Originally published by 2 Minute Medicine® (view original article). Reused on AccessMedicine with permission.

1. In this phase 1-2 clinical trial, an adenovirus viral vector expressing non-structural hepatitis C proteins was safe in a high-risk population.

2. The vaccine did not have a significant impact on chronic hepatitis C infection prevention.

Evidence Rating Level: 1 (Excellent)

Study Rundown:

The hepatitis C virus (HCV) is one of the most prevalent blood-borne infections while conferring significant mortality and morbidity. A vaccine strategy is important in reducing the spread among high-risk populations and may be essential in the goal of eliminating the disease. In this randomized trial, participants were either assigned to a recombinant chimpanzee adenovirus 3 vector or placebo group. At six months, there was no significant difference in the rates of chronic HCV infection between vaccine and placebo groups. T-cell responses were detected in the vaccine group and a minimal amount was seen in the placebo group. The percentages of participants with serious adverse events were similar between both groups. The most common serious adverse event was related to increased alanine transaminase (ALT) levels. The limitation of the study was the inability to reveal some level of efficacy in the prevention of HCV infections even though the strategy was shown to be safe. Overall, this trial demonstrates that this vaccine strategy has no evidence of efficacy and highlights the difficulty in formulating an HCV vaccine given chronic infection involves likely immune-escape mechanisms.
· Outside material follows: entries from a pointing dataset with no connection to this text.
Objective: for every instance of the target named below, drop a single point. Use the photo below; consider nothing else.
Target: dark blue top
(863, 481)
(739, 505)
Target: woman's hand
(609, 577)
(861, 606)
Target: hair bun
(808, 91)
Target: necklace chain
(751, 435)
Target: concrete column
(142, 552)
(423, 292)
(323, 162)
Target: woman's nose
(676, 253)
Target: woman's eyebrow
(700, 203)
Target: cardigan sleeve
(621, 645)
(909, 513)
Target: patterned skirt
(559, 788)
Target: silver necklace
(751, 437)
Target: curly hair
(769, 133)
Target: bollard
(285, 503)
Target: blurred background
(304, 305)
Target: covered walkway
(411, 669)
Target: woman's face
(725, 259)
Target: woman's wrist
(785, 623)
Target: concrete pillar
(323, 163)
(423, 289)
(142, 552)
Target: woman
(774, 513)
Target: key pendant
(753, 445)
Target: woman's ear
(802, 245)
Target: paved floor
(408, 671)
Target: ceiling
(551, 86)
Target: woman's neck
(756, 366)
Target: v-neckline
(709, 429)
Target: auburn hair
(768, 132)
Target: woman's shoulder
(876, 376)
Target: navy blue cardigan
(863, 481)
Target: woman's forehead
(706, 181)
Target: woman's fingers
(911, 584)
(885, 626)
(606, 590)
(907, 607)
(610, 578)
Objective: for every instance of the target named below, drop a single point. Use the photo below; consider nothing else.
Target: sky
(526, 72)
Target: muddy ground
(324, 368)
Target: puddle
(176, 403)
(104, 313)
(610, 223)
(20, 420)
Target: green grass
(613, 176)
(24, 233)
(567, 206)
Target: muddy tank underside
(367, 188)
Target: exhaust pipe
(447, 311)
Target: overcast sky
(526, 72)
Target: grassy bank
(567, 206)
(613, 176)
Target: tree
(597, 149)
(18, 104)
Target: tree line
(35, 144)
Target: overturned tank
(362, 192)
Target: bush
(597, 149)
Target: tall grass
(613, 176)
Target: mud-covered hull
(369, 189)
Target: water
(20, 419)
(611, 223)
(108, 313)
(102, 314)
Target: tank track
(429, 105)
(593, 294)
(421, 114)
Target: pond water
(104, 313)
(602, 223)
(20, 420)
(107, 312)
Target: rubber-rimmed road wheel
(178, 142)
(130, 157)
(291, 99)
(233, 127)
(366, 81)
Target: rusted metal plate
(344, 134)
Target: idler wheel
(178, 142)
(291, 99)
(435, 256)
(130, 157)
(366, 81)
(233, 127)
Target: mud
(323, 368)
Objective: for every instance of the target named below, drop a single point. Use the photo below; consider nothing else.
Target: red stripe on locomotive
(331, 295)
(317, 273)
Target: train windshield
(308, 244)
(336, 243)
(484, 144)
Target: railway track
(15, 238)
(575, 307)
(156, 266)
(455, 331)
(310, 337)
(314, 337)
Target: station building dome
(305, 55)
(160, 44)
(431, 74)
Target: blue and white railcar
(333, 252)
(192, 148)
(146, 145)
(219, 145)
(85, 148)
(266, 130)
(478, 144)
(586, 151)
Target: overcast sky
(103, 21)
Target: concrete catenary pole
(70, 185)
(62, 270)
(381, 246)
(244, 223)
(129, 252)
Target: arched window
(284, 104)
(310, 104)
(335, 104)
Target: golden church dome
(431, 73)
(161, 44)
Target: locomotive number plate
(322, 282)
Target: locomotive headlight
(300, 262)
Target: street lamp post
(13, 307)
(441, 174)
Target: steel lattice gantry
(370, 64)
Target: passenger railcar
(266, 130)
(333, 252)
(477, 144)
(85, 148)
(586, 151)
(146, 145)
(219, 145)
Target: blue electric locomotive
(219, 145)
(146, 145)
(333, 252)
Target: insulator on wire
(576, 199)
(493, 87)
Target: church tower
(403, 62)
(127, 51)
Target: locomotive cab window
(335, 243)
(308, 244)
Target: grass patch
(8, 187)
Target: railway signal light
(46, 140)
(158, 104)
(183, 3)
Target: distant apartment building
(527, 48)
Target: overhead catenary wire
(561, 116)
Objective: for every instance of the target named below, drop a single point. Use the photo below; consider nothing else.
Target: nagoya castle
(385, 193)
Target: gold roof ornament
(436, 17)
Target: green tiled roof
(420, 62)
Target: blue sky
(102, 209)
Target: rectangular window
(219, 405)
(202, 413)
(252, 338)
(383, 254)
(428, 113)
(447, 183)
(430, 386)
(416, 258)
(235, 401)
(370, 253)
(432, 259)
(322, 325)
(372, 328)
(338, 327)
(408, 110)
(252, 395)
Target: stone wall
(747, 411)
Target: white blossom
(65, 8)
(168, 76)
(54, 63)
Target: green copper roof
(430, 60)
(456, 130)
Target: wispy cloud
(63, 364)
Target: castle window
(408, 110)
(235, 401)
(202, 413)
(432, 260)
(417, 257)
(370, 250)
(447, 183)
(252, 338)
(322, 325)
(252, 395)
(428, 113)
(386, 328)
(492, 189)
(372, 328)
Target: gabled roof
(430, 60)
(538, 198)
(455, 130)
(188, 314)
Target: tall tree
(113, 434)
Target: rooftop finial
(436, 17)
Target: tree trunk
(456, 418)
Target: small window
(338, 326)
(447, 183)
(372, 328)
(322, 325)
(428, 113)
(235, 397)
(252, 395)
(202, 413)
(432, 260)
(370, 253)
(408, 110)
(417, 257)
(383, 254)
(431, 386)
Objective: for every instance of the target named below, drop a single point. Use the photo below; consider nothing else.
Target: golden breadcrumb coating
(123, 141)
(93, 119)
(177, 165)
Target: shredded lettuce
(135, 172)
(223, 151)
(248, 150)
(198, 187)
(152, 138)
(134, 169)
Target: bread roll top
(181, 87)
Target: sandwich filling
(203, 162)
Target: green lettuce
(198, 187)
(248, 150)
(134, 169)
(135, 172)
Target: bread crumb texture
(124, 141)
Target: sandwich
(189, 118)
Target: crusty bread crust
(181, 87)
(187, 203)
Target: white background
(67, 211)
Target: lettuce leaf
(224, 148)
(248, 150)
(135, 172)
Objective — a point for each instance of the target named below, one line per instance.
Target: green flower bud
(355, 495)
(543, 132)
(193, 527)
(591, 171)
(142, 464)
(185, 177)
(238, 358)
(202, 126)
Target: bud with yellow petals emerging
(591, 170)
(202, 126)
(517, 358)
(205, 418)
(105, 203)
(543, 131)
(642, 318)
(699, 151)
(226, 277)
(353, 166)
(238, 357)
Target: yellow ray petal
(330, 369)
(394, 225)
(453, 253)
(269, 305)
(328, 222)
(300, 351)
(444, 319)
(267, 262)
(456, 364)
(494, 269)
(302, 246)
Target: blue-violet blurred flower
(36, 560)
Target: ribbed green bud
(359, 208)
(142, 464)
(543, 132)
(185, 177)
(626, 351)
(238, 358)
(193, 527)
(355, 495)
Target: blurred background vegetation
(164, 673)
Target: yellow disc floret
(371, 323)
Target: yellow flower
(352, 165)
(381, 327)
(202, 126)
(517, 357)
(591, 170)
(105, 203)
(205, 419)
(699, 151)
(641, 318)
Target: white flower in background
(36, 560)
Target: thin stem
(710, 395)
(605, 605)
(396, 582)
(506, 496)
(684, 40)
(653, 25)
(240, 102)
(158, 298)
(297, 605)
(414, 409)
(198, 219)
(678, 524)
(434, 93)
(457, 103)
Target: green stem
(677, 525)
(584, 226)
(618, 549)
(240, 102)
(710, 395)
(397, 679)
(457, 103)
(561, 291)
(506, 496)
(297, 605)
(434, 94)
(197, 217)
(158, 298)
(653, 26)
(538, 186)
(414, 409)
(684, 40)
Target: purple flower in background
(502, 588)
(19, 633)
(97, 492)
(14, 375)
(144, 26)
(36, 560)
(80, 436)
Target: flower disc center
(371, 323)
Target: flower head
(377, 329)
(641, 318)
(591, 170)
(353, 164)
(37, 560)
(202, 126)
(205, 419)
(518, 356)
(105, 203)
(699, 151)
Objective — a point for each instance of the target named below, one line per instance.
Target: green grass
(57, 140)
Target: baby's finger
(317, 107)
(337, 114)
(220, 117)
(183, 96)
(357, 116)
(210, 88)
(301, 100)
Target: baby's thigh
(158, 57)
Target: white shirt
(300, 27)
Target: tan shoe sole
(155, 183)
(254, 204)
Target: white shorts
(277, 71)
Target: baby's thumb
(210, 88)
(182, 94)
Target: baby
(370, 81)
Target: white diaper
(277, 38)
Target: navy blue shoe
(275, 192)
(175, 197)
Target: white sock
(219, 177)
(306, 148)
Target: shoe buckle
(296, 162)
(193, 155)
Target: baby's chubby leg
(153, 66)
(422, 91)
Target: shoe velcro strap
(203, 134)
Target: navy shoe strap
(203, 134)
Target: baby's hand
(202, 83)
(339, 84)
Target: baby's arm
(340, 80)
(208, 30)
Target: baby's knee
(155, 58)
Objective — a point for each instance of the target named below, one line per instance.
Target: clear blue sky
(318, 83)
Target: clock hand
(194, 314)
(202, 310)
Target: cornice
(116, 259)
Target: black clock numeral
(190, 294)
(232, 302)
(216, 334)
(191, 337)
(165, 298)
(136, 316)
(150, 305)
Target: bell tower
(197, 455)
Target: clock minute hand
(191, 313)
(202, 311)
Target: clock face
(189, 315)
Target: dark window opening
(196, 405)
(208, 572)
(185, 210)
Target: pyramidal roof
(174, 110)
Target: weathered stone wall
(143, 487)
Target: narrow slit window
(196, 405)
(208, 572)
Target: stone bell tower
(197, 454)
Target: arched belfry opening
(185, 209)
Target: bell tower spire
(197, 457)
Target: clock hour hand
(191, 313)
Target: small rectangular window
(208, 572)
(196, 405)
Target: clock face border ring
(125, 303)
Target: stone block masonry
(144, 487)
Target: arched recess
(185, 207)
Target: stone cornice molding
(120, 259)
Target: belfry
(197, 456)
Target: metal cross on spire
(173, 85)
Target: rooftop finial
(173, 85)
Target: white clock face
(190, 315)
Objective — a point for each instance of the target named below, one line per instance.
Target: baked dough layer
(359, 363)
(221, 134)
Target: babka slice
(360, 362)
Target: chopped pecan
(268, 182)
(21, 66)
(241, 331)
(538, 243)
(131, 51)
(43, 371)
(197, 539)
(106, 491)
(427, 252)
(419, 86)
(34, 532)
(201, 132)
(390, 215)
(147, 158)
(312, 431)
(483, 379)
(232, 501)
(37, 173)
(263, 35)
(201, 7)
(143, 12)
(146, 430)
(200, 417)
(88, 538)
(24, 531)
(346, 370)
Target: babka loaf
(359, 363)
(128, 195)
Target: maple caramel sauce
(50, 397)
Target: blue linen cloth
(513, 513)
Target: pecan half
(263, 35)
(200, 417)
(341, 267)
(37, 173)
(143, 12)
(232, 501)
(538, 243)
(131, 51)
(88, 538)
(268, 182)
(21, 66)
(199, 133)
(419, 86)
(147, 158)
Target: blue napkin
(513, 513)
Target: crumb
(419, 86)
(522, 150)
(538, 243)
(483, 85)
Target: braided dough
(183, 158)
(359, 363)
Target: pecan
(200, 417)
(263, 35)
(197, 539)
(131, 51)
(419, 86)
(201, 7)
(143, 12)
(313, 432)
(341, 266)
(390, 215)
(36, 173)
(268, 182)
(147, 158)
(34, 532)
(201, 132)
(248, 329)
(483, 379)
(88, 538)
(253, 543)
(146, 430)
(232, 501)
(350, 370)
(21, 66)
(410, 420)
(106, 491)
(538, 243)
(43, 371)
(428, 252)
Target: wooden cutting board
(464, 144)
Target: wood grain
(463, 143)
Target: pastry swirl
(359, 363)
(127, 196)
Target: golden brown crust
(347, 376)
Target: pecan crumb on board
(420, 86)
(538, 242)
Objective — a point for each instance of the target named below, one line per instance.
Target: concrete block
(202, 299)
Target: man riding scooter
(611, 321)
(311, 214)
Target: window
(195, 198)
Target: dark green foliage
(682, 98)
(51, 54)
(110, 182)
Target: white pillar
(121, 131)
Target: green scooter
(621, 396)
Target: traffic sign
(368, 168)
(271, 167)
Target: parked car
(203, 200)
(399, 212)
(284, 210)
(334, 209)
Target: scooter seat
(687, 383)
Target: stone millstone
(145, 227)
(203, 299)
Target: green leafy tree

In-Depth [randomized controlled trial]:

In this phase 1-2, double-blinded, placebo-controlled randomized trial of 548 participants, participants at risk of HCV infection were enrolled based on a history of recent intravenous drug use were assigned 1:1 to receive vaccine or placebo in a day 0 and day 56 regiment. The vaccine was a recombinant chimpanzee adenovirus 3 vector followed by a recombinant modified vaccinia Ankara boost encoding non-structural proteins of the HCV. The primary endpoint was the rate of chronic HCV infection at 6 months defined by HCV RNA levels. The rate of chronic HCV infection was similar between both groups (hazard ratio [HR] 1.53, 95% confidence interval (CI) of 0.66 to 3.55). The geometric mean peak HCV RNA level was 152 x 103 international units (IU) per milliliter (mL) in the vaccine group compared to 1804 x 103 IU per mL in the placebo group. Immunogenicity was assessed before viral infection. T-cell responses were detected in 78% of the vaccine group and only in 3% of the placebo group. The rate of serious adverse events was similar between both groups, with most events related to a laboratory detected adverse event. The most frequent laboratory detected adverse event was an elevation in the ALT levels which was detected in 50% of the vaccine group and 39% in the placebo group. Overall, the trial determined the adenovirus vaccine strategy was safe; however the effectiveness to prevent subsequent HCV infection was not able to be determined.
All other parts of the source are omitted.